As seen before, we can fit parameterized distributions using gradient descent. However, instead of having these parameters fixed, we can also condition them on our input. This approach is similar to estimating the weight distribution over the bins in a quantized softmax network. In case of predicting a Gaussian distribution given our input $x$, we would have a neural network with two outputs, one with an identity activation to represent $\mu(x)$ and one that needs a monotonically increasing strictly positive activation for $\sigma(x)$, for example the exponential activation $e^x$ or a softplus activation $\ln{(1+e^x)}$. Now we can optimize our network by minimizing the negative log-likelihood of our training examples. A potential caveat arises when the model is too expressive and can heavily overfit by memorizing all the training samples and keep decreasing $\sigma$ to increase the density with $\mu$ exactly correct. Ways to counter this phenomenon are regularization, either on your weights or directly punishing very low $\sigma$ outputs in your loss function. In addition, keeping track of your evaluation metrics and stopping whenever your likelihood starts getting worse can also help. In this animation you can see a normal distribution fitting to one specific $y$ with the corresponding negative log-likelihood:

normal_fitting

We can extend this idea by having a mixture of multiple distributions.

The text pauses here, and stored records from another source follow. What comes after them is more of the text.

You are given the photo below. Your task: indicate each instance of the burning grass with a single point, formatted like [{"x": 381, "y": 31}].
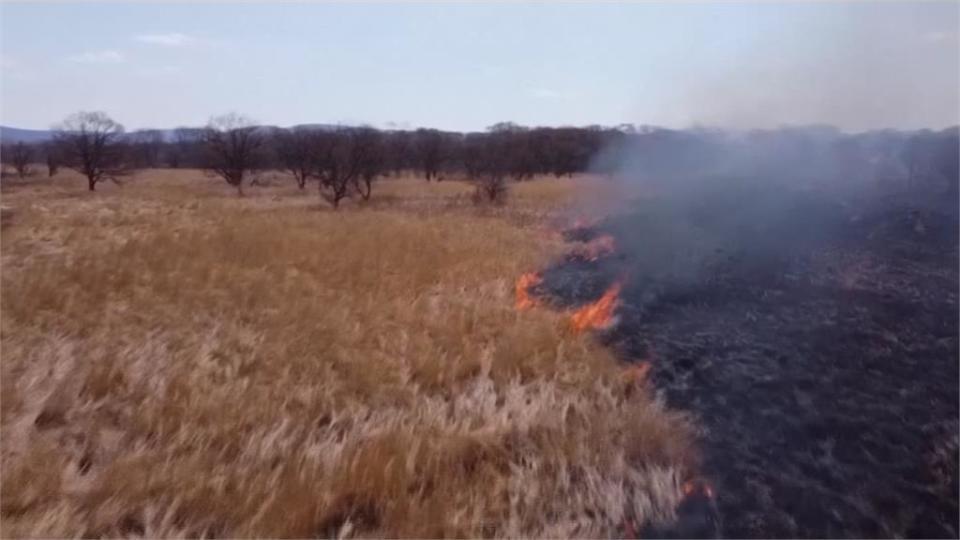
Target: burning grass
[{"x": 177, "y": 362}]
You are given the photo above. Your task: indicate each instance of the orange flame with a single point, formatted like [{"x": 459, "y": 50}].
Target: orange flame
[
  {"x": 524, "y": 300},
  {"x": 596, "y": 248},
  {"x": 598, "y": 314}
]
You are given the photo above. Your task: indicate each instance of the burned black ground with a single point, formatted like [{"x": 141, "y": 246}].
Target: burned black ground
[{"x": 821, "y": 364}]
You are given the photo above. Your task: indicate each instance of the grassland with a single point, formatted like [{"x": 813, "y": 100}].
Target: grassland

In addition to the direct parameters of all the distributions, we also need to determine the weights for all the subdistributions similar to the quantized softmax approach. In the case of a mixture of k Gaussians we would have 3k parameters to estimate. k $\sigma$, which are again transformed to be strictly positive, k $\mu$ that are just a linear combination of the previous layer and k $\pi$, a softmax distribution over the different distributions. You can also use different distribution families in your mixture, however it is common practice to choose one, based on the range of your targets. Besides Gaussians, here are a few alternatives that you could use:

Beta distribution:

Support is $x\in \left[0,1\right]$ or $x\in \left(0,1\right)$

Parameters: $\alpha$ and $\beta$.

Density: $\frac{x^{\alpha-1}(1-x)^{\beta-1}}{B(\alpha,\beta)}$ with $B(\alpha,\beta)=\frac{\Gamma(\alpha)\Gamma(\beta)}{\Gamma(\alpha+\beta)}$.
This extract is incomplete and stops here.